It Takes A Woman: Kirstjen Nielsen and the Border War

NWPC StaffBlog

Kirstjen Nielsen

By Dr. Carmen Schaye, NWPC Vice President of Diversity

This past week, frustrated with Mexico’s inaction on illegal immigration into the United States, the President threatened to close the U.S.-Mexico border. This would’ve been an unprecedented—and extraordinarily costly—escalation in the President’s fight to curb the flow of immigrants entering the country. The President relented, however, thanks to pushback from within his administration led by Kirstjen Nielsen, the Secretary of the Department of Homeland Security, and Mike Pompeo, the Secretary of State after Nielsen and Pompeo stressed that such an extreme measure would do more harm than good.

That pushback would prove to be the end of Nielsen’s turbulent tenure in the Administration. After Nielsen was excoriated at a cabinet meeting last week, she drew up a “list of things that needed to change,” in preparation for a meeting with the President, according to reporting by the New York Times. When she went to said meeting, however, the President ignored the list and insisted that she resign. After their meeting, Nielsen submitted her letter of resignation, adding her name to the lengthy list of administration officials who either resigned, were forced to resign, or were fired.

Nielsen is perhaps most notable for enduring intense public scrutiny while steadily checking the President’s more extreme policy agenda items from within the administration. A lifelong bureaucrat, Nielsen was the rare member of the administration equipped with both pedigree and relevant experience. Nielsen was educated the Georgetown school of Foreign Service and the University of Virginia School of Law, then worked as a special assistant to the security council in George W. Bush’s administration. Before being appointed Secretary of the DHS, she worked for John Kelly, first in his role as Secretary of DHS and subsequently as Chief of Staff in the current administration.

Those qualifications also made Nielsen the target of the President’s suspicion. In an administration where loyalty is prized above insight, she was seen as a Washington insider who only knew how to play by the rules. And for good reason: repeatedly throughout her tenure, Nielsen had to be the voice of reason in order to explain why something that the President wanted to do—stop offering asylum, for instance—was illegal and therefore impossible. Nielsen also hesitated to toe the party line on issues like family separation, and only complied when the President pressured her to do so. While she remained a thoughtful and practiced bureaucrat, she did whatever possible to assuage the President’s concerns that she was undermining his agenda, even adopting his language of a “crisis” at the border.
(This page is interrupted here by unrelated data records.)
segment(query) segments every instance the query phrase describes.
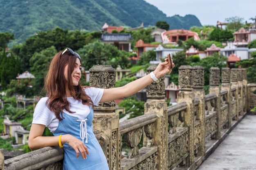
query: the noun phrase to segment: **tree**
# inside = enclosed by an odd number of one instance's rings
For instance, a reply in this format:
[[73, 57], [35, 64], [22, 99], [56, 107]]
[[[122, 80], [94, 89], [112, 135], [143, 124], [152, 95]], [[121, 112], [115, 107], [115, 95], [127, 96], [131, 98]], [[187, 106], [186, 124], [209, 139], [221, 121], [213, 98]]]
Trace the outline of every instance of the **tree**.
[[9, 32], [0, 33], [0, 51], [7, 47], [7, 44], [10, 40], [14, 40], [14, 34]]
[[35, 53], [29, 60], [31, 73], [35, 76], [32, 82], [35, 95], [39, 95], [43, 87], [45, 75], [47, 73], [48, 66], [57, 52], [55, 48], [52, 46], [40, 52]]
[[170, 25], [166, 21], [158, 21], [155, 23], [155, 26], [161, 29], [164, 29], [166, 31], [169, 30]]
[[244, 20], [243, 18], [238, 16], [225, 19], [225, 21], [228, 22], [227, 27], [229, 29], [235, 31], [238, 31], [243, 27]]
[[247, 45], [247, 47], [249, 49], [256, 48], [256, 40], [254, 40], [249, 42]]
[[149, 28], [146, 29], [140, 29], [132, 32], [133, 40], [131, 42], [132, 48], [135, 45], [136, 42], [142, 40], [145, 43], [150, 43], [154, 42], [154, 38], [151, 35], [152, 29]]

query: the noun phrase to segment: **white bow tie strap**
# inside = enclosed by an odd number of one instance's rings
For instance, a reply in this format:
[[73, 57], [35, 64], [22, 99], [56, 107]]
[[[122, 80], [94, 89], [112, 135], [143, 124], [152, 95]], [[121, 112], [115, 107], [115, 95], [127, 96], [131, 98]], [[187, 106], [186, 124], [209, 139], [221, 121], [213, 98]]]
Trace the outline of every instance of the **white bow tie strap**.
[[76, 119], [76, 121], [80, 122], [80, 138], [83, 140], [83, 143], [84, 139], [86, 138], [86, 143], [88, 143], [87, 140], [87, 127], [86, 127], [86, 121], [87, 120], [88, 120], [88, 118], [84, 120]]

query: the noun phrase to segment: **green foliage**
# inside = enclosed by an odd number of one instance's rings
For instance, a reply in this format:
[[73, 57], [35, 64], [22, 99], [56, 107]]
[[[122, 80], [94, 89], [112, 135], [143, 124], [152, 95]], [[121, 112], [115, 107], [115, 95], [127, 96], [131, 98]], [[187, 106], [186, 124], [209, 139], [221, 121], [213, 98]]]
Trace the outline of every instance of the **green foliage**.
[[100, 42], [90, 43], [77, 51], [82, 58], [82, 65], [88, 70], [94, 65], [112, 65], [116, 68], [118, 65], [122, 68], [127, 68], [132, 65], [128, 59], [129, 53], [119, 50], [110, 44]]
[[39, 53], [35, 53], [29, 59], [31, 73], [36, 75], [32, 82], [34, 91], [33, 95], [39, 95], [44, 85], [44, 78], [47, 74], [48, 66], [57, 52], [55, 47], [52, 46]]
[[8, 86], [6, 93], [8, 96], [21, 95], [32, 98], [35, 95], [34, 89], [30, 87], [29, 82], [27, 79], [20, 79], [19, 83], [16, 79], [12, 79]]
[[187, 60], [189, 62], [197, 63], [200, 61], [200, 57], [198, 55], [191, 55], [188, 57]]
[[197, 33], [201, 40], [207, 40], [208, 39], [209, 35], [215, 28], [215, 26], [212, 25], [201, 27], [193, 26], [190, 28], [190, 31]]
[[136, 42], [139, 40], [142, 40], [144, 43], [150, 43], [154, 41], [154, 37], [151, 36], [152, 29], [147, 28], [140, 29], [136, 31], [132, 32], [132, 40], [131, 43], [132, 48], [136, 45]]
[[144, 114], [144, 103], [131, 97], [124, 99], [118, 104], [118, 106], [125, 108], [126, 114], [130, 114], [129, 119], [131, 119]]
[[256, 40], [254, 40], [249, 42], [247, 45], [247, 47], [249, 49], [256, 48]]
[[161, 29], [164, 29], [166, 31], [169, 30], [170, 25], [165, 21], [158, 21], [155, 23], [155, 26]]
[[232, 17], [225, 18], [225, 21], [228, 22], [227, 27], [234, 31], [238, 31], [243, 25], [244, 19], [238, 16]]

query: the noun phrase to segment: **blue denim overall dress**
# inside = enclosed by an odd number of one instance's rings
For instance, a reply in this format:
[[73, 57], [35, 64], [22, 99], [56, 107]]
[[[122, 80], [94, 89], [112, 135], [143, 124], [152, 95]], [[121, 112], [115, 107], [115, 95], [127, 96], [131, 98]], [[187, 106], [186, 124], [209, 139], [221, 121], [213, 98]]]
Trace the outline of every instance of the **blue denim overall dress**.
[[[53, 132], [54, 136], [70, 134], [78, 139], [81, 139], [88, 148], [89, 155], [87, 159], [83, 159], [67, 143], [64, 144], [64, 159], [63, 170], [109, 170], [106, 157], [92, 129], [93, 109], [90, 108], [90, 112], [84, 120], [79, 120], [65, 113], [63, 113], [64, 119], [60, 121], [58, 127]], [[85, 139], [85, 141], [84, 139]]]

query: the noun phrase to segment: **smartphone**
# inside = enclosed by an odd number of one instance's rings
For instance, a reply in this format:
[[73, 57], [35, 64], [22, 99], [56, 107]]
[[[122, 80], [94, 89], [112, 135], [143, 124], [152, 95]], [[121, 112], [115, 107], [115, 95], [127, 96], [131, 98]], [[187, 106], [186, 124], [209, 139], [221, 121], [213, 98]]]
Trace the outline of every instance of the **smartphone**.
[[172, 63], [172, 58], [171, 57], [171, 54], [168, 54], [167, 55], [167, 58], [168, 58], [168, 62], [169, 62], [170, 68], [173, 68], [173, 63]]

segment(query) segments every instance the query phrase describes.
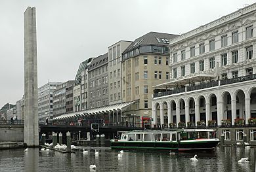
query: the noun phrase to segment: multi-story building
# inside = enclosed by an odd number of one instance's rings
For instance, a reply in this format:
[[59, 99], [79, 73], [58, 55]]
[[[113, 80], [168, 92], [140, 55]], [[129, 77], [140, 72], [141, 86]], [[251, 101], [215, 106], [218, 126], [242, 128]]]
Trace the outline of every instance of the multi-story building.
[[38, 88], [38, 118], [40, 124], [46, 119], [53, 119], [53, 94], [60, 82], [51, 82]]
[[123, 102], [136, 101], [123, 112], [123, 118], [127, 122], [148, 121], [152, 86], [169, 80], [169, 40], [177, 36], [150, 32], [137, 39], [123, 52]]
[[[154, 94], [153, 124], [253, 123], [250, 118], [256, 117], [255, 12], [255, 3], [170, 41], [171, 80], [156, 86], [167, 90]], [[236, 141], [244, 131], [236, 129]], [[230, 138], [230, 131], [223, 133]], [[256, 140], [255, 129], [247, 134], [251, 141]]]
[[108, 54], [95, 58], [88, 67], [88, 109], [108, 105]]
[[108, 101], [110, 105], [122, 102], [121, 54], [132, 43], [120, 41], [108, 47]]
[[68, 80], [56, 86], [53, 92], [53, 117], [73, 112], [73, 87], [75, 80]]

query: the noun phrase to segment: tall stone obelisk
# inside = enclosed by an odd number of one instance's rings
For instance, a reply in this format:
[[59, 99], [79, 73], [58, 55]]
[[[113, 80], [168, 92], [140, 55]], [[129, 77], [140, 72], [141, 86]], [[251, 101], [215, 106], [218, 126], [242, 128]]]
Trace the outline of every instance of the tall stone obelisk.
[[24, 143], [39, 146], [37, 60], [35, 8], [28, 7], [24, 12], [25, 110]]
Needless to say, Nielsen’s efforts to comport herself as a border ideologue did not sufficiently convince her critics in the administration. Nor did they allow her to appoint her own successor. As the undersecretary for management and acting deputy, Claire Grady was next in the department’s line of succession, as outlined in federal law. Like Nielsen, Grady was eminently qualified for her position, having nearly three decades of experience at DHS and the Defense Department. But Grady was also forced to submit her letter of resignation this week, after the President announced that he would instead be appointing a hardliner, Kevin McAleenan, to become the acting Secretary of the DHS.
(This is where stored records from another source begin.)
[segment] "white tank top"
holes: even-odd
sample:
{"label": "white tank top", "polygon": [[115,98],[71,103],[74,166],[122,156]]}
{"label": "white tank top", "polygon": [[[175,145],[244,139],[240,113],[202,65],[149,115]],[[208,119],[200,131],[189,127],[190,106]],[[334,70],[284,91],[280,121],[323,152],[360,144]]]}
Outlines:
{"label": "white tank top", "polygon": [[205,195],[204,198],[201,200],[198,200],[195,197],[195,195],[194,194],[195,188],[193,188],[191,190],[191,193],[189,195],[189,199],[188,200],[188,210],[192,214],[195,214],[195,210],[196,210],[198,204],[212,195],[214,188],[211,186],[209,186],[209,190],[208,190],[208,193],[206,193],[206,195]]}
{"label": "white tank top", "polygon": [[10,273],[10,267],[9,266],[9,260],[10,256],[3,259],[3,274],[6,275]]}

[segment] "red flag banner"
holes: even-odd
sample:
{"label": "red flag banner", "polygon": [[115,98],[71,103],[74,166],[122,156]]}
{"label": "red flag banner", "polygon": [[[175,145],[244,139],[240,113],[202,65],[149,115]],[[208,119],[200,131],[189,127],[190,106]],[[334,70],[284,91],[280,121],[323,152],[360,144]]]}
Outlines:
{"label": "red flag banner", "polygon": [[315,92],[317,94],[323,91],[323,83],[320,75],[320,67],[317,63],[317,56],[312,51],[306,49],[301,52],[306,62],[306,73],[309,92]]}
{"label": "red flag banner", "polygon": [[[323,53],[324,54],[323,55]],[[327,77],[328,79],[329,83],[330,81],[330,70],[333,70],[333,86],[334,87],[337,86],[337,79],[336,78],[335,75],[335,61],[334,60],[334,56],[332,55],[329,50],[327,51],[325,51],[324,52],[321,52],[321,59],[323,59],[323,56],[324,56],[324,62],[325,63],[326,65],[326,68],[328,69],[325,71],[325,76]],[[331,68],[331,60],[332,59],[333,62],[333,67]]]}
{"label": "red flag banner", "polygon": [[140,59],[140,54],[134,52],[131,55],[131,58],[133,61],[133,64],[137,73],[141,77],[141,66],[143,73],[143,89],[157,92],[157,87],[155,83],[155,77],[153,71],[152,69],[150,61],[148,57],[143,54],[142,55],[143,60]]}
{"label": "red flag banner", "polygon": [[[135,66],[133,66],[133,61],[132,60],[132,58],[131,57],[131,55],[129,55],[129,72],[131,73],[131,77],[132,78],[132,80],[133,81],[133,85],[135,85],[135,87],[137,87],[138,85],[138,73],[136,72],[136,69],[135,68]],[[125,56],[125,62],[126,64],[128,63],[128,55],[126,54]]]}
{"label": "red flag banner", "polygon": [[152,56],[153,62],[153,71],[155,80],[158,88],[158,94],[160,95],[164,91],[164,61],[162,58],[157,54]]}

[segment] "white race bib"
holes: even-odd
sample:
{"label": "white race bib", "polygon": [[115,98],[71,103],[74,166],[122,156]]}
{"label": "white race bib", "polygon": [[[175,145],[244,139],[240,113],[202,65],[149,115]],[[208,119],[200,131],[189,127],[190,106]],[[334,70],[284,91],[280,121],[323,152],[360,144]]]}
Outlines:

Though it would be difficult to say that Secretary Nielsen’s time in office was an unmitigated success, it is clear that her breadth of experience and her humanitarian instincts played a role in checking many of the administration’s more extreme impulses. Some have speculated that the specter of family separation will follow Nielsen long after she leaves office. I hope that this is not the case, as it seems fairly obvious to me that Nielsen was doing whatever was necessary to remain at her post and prevent a catastrophe. Further, we need more, not less, women like Nielsen to step up and serve in the current administration. If we place the blame for family separation squarely on Nielsen’s shoulders, we only pave the way for the President to fill his ranks with those who will never challenge him.